Reinforcement, character displacement, ecological sorting or any of these processes in combination may result in high diversity and low overlap of floral morphologies across species in a community. During reinforcement or character displacement, floral traits may evolve to increase pollinator constancy (the tendency of a pollinator to move between conspecific plants, which increases as flower signals diverge; Chittka et al. 1999, 2001; Gumbert et al. 1999; Gegear & Laverty 2001), to limit the diversity of visitors (Altshuler 2003), and/or to place pollen on unique parts of a pollinator's body (Feinsinger 1987; Armbruster et al. 1994).
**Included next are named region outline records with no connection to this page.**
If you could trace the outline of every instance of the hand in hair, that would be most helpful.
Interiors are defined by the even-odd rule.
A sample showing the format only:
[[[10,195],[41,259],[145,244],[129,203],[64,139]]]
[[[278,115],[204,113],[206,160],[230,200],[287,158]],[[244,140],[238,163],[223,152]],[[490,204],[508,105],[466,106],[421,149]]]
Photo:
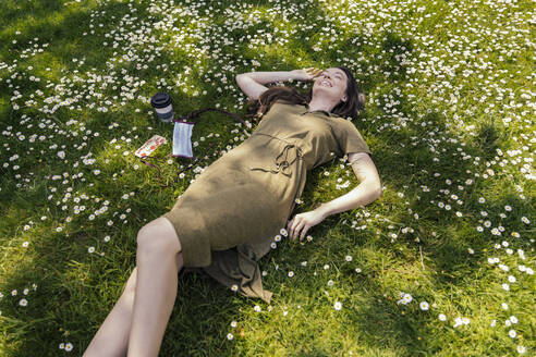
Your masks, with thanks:
[[[315,67],[308,67],[308,69],[303,69],[303,70],[293,70],[290,71],[293,74],[293,78],[296,81],[302,81],[302,82],[309,82],[313,81],[314,78],[318,77],[320,73],[322,73],[322,70],[318,70]]]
Experimental studies (Fishman & Wyatt 1999; Caruso 2000; Smith & Rausher 2008) have confirmed that the patterns of natural selection on floral traits of a focal species can depend on the presence or absence of sympatric species with similar floral morphologies. Alternatively, species assemblages may be shaped by ecological sorting, in which species experiencing large reproductive costs due to shared pollinators may either fail to colonize or be driven extinct in a given community (Armbruster et al. 1994; Morales & Traveset 2008). Using null-model approaches, studies at both the guild-level (Armbruster et al. 1994; but see Murray et al. 1987) and the community-level (Gumbert et al. 1999) have found evidence that floral morphologies are sometimes more divergent than expected by chance alone.
Fruits, in contrast to flowers, have far less-specialized relationships with their animal associates (Blüthgen et al. 2007). Sharing seed dispersers should not lead to unfit hybrids nor engender costs analogous to either CPL or HPD, suggesting that natural selection would not drive a similar amount of diversification in fruit traits across species. Furthermore, a type of Müllerian mimicry, in which morphologies of different species converge in order to attract a shared set of high-quality dispersers, could be prevalent among fruits (Burns 2005). Finally, traits encouraging a restricted set of seed dispersal agents (or disperser constancy) might actually be selected against, if such patterns resulted in extensive co-deposition of conspecific seeds and thus high levels of intraspecific competition during seed germination and growth (Schaefer et al. 2004). All these processes could limit fruit diversification, reinforce convergence of fruit traits across species and/or allow the retention of morphologically similar species in communities via a lack of ecological sorting. Thus, we expect fruit traits in animal-dispersed plant species to exhibit low levels of diversification relative to flowers. Consistent with this expectation, a large percentage of animal-dispersed plant species have either red or black fruits (62–66%, Wheelwright & Janson 1985) despite a wide range of possible colours.
Reduced diversification in fruits relative to flowers is also predicted if the former suffer more from genetic, physiological or ecological constraints. Special constraints on fruit traits might arise via their non-modular design, their high energy density relative to flowers and/or their interactions with gape-limited frugivores (see §4). However, there are at least four non-mutually exclusive reasons why the expected pattern (greater flower than fruit divergence) may not have been generated over evolutionary time (box 1). Given these considerations, it remains unclear whether flowers have achieved greater morphological diversification than fruits, and if so, whether the pattern has been driven more by differential constraints or by differential signalling/reward interactions with mutualists.
Here, I present, to my knowledge, the first comparisons of morphological (colour and size) dispersion for flowers versus fruits, using data from three floras. First, I test the hypothesis that the nearest–neighbour (NN) distance in trait space for flowers will be greater than the NN distance for fruits of the same set of species within a species assemblage. Second, I examine whether the clustering of species in trait space differs for flowers versus fruits, which may be relevant to understanding similarities and differences in flower and fruit syndromes (suites of traits associated with the attraction and utilization of specific groups of animals, Gautier-Hion et al. 1985; Fenster et al. 2004). Because I measure flower and fruit traits on common scales, the patterns detected are directly comparable, allowing insight into whether morphological evolution has played out differently for flowers and fruits.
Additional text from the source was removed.